They are in millions of homes all over the country -- high-tech gadgets, toys and appliances that entertain us and make life easier. But these popular "smart home" devices have hidden risks that could make you and your family easy targets for hackers.
Everything from baby monitors and security systems to toys and TVs, even refrigerators with cameras built right into their doors can be connected to the Internet, adding convenience but also risk. They are part of an exploding category of connected devices known as the "Internet of Things."
Tod Beardsley, a tech security researcher at Rapid7, told CBS News that we can expect to see a lot more of them in the future -- as many as "20 billion of these devices by 2020."
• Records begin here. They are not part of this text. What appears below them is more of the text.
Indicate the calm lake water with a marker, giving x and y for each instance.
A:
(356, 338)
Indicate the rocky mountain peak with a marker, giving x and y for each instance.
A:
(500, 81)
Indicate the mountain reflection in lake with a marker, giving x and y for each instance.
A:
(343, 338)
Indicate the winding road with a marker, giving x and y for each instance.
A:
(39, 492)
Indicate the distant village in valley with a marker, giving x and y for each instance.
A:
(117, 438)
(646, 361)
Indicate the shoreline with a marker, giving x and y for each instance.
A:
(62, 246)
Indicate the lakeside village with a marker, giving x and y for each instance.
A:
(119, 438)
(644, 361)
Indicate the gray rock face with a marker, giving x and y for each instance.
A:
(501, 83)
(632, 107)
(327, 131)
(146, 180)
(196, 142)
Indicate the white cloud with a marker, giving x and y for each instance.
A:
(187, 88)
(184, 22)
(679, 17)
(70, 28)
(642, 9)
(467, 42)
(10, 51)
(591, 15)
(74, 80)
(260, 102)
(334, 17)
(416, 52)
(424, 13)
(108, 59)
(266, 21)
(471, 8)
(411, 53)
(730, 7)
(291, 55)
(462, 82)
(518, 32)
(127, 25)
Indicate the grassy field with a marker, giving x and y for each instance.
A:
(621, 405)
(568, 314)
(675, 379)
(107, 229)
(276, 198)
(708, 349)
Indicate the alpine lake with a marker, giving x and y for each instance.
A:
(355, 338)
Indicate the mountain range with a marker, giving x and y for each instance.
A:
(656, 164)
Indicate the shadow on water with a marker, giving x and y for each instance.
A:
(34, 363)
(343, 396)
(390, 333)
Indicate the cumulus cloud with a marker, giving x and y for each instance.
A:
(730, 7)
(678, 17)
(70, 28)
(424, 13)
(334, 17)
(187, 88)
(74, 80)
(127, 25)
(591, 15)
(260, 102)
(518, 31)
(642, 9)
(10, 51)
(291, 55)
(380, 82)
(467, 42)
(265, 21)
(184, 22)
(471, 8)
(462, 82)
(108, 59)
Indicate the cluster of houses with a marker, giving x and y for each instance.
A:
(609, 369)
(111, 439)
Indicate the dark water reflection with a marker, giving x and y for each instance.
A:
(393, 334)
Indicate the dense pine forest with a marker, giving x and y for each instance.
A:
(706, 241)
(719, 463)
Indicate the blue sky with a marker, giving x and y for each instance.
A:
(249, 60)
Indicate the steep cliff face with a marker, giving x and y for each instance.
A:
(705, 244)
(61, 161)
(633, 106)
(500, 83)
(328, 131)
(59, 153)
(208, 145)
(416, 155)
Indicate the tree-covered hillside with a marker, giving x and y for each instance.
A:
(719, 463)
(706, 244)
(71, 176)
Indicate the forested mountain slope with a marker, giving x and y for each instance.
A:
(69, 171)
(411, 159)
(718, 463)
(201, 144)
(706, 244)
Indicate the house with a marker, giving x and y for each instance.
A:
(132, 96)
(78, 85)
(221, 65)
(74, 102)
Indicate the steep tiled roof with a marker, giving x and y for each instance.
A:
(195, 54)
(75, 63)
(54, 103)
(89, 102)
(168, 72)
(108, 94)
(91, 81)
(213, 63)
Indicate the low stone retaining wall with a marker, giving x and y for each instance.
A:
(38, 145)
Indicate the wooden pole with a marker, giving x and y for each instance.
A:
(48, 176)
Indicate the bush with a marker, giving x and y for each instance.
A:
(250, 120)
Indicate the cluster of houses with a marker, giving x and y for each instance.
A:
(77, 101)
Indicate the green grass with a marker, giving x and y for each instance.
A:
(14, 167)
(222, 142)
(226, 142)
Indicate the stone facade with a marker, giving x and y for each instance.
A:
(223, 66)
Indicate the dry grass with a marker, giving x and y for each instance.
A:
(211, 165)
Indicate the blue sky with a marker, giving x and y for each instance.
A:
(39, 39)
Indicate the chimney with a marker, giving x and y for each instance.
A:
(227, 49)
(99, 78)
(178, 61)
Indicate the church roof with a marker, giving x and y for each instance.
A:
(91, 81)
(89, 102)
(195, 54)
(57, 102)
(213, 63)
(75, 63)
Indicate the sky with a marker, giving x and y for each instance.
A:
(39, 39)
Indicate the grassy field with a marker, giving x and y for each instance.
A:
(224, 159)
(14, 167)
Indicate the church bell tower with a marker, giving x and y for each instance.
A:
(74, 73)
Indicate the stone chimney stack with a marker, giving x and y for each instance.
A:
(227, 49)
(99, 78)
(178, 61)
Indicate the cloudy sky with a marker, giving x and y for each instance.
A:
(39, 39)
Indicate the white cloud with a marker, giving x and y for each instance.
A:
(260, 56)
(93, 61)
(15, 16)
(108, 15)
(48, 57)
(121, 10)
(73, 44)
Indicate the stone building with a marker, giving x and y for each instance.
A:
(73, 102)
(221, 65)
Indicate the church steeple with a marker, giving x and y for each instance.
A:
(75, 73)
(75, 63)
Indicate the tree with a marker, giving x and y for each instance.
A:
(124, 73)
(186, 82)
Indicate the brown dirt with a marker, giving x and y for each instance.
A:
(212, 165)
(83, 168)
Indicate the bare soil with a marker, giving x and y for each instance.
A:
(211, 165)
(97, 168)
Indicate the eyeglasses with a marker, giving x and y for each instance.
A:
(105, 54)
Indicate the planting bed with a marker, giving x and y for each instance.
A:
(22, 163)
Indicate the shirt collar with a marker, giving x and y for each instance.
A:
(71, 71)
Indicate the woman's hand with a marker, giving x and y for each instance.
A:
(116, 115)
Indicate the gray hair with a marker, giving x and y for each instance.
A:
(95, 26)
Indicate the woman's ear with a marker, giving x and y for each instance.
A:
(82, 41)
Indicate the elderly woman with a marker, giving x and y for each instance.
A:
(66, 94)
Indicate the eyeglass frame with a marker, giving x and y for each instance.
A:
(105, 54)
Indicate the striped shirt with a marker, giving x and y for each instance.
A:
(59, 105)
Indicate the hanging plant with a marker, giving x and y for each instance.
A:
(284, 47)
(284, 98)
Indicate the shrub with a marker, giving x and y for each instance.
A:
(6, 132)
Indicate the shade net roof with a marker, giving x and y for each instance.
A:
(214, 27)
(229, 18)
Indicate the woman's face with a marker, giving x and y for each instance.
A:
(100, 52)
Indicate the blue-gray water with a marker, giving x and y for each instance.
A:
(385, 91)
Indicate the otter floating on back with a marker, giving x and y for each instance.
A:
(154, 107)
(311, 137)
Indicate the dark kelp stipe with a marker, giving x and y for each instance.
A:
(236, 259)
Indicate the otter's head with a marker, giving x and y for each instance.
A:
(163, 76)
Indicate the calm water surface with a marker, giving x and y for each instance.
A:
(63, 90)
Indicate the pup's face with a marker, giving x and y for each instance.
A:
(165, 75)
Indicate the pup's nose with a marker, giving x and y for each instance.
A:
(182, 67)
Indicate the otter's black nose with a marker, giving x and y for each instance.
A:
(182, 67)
The potential danger is that, without proper security measures, they can easily give hackers access to your home network, Beardsley said.
For instance, last April, one New York City couple was horrified to hear a man talking to their 3-year-old through a Web-connected baby monitor.
The easiest, most common entry point for such hackers is through a home's Internet router. Bardsley stressed that changing the router's default password is crucial for protecting against hackers.
"You don't have to be a particularly sophisticated attacker to guess 'password' is the password," he said.
It's also important to create unique passwords for each household device and change them often.
This is crucial because once one device is compromised, it gives hackers the ability to learn a lot about an individual.
Bardsley said information at risk could include a person's first and last names, zip code, and date of birth. He said hackers could put together a data set they could "either use directly for crime" or sell online.